FRA report: Racism based on skin color in Europe still pervasive
People of African descent face “widespread and entrenched prejudice and exclusion” across the European Union, a study by the EU Agency for Fundamental Rights (FRA) has suggested and has urged countries to take action. In particular, they face race-related violence, discriminatory policy profiling and discrimination in the job market and in housing. “It is a reality both shameful and infuriating: racism based on the colour of a person’s skin remains a pervasive scourge throughout the European Union,” FRA director Michael O’Flaherty said in the foreword to the report.
Report shows NHS hostile policies towards asylum seekers in the UK
Asylum seekers who need health care in the United Kingdom are scared due to the government’s “hostile environment” policies. The Equality and Human Rights Commission (EHRC) has reported that people have gone without medical help since ministers forced the NHS to impose upfront charges to access care last year. “People seeking and refused asylum are likely to have particular health needs because of past distressing experiences and the traumatic effects of fleeing to a different country. It’s therefore crucial that they are able to fully and easily access healthcare and that their rights are protected by keeping healthcare separate from immigration enforcement. This is just about common humanity” Rebecca Hilsenrath, the Chief Legal Officer to the Equality and Human Rights Commission said.

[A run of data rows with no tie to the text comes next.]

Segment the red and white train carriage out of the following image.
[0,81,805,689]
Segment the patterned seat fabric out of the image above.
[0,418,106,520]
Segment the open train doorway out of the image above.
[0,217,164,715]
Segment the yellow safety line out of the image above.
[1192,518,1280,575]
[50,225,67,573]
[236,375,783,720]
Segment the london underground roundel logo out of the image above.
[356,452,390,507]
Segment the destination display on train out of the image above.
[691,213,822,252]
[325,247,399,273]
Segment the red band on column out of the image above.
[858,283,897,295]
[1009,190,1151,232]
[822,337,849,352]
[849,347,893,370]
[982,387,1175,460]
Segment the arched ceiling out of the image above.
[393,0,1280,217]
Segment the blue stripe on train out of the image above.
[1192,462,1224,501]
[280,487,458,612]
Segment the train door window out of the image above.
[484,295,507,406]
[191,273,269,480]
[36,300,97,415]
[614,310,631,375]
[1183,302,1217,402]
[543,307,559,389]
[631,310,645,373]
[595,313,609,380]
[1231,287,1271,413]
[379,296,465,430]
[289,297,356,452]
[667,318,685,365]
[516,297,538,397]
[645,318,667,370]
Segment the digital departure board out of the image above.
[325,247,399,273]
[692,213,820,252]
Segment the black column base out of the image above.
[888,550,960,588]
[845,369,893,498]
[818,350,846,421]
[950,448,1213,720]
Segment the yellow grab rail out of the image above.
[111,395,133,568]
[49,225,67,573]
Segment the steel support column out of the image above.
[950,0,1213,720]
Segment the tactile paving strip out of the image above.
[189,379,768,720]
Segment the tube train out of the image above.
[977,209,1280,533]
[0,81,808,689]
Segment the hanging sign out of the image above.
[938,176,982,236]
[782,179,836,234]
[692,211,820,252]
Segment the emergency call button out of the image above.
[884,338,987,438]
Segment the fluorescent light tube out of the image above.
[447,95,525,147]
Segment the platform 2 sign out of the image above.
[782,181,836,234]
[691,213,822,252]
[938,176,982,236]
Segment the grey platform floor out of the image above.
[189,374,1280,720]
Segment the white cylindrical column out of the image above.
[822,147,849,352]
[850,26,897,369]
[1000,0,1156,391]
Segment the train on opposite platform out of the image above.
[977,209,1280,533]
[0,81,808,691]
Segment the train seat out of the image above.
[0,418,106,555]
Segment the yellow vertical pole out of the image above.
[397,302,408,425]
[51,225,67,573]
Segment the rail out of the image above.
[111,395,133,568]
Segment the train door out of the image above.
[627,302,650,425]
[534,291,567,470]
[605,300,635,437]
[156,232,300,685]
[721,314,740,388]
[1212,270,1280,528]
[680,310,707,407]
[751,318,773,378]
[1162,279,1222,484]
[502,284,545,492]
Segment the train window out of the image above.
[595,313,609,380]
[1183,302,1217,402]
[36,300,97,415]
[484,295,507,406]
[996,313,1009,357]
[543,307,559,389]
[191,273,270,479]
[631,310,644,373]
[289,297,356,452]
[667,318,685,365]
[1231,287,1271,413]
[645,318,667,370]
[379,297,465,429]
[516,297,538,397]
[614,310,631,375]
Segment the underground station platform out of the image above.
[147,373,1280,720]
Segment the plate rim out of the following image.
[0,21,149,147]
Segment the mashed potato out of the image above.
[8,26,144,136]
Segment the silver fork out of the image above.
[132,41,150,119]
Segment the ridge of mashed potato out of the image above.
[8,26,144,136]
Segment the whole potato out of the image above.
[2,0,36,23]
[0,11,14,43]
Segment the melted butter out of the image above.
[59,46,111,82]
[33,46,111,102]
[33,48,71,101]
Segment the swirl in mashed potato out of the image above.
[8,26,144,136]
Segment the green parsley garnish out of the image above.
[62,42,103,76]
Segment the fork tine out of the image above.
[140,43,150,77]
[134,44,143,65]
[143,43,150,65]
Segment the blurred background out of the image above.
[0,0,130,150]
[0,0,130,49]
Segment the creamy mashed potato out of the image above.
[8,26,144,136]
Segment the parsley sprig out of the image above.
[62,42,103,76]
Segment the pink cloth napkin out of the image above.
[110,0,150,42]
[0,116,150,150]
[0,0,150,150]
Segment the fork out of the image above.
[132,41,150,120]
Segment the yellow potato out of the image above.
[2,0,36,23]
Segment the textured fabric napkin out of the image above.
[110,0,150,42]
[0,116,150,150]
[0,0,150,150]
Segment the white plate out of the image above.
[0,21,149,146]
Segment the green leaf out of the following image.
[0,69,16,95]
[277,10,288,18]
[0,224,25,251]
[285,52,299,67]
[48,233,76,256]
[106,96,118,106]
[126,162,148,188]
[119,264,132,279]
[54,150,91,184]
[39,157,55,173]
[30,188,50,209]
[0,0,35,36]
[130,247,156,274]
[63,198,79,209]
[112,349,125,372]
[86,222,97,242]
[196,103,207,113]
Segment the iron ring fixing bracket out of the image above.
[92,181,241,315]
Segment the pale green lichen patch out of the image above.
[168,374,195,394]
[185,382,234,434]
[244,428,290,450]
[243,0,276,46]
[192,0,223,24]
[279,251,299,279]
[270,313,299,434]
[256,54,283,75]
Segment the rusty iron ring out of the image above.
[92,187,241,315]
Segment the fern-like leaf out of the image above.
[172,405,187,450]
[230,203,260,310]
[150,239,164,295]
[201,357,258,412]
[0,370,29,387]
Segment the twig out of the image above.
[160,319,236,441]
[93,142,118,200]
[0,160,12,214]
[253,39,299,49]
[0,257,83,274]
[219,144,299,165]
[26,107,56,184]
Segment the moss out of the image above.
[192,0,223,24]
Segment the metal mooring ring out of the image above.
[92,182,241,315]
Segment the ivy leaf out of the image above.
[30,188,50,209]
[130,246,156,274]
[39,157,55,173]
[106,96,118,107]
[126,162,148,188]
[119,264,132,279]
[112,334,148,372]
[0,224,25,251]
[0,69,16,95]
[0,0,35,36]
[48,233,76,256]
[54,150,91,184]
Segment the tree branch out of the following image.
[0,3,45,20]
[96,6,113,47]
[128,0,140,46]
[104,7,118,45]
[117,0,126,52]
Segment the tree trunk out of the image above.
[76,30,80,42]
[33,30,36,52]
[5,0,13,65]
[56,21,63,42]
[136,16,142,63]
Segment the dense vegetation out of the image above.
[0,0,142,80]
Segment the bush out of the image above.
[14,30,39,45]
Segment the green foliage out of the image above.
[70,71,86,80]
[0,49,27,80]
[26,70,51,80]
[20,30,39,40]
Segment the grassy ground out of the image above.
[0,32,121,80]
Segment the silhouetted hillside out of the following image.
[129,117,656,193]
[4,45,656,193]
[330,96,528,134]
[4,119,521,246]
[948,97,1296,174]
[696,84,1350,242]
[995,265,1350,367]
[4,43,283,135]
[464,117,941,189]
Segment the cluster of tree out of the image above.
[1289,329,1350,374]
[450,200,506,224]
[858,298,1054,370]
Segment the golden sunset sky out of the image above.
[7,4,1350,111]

European External Action Service supports end of conflict in Yemen
The European Union’s policy in ending the conflict in Yemen has been through political settlement. As this has not brought results but has rather created the worst humanitarian crisis in the world, the EU aims now at the resumption of political talks and increased diplomatic activity. “It is therefore critical that all sides urgently commit to a de-escalation to create space for negotiations”, the European External Action Service (EEAS) said in a press release.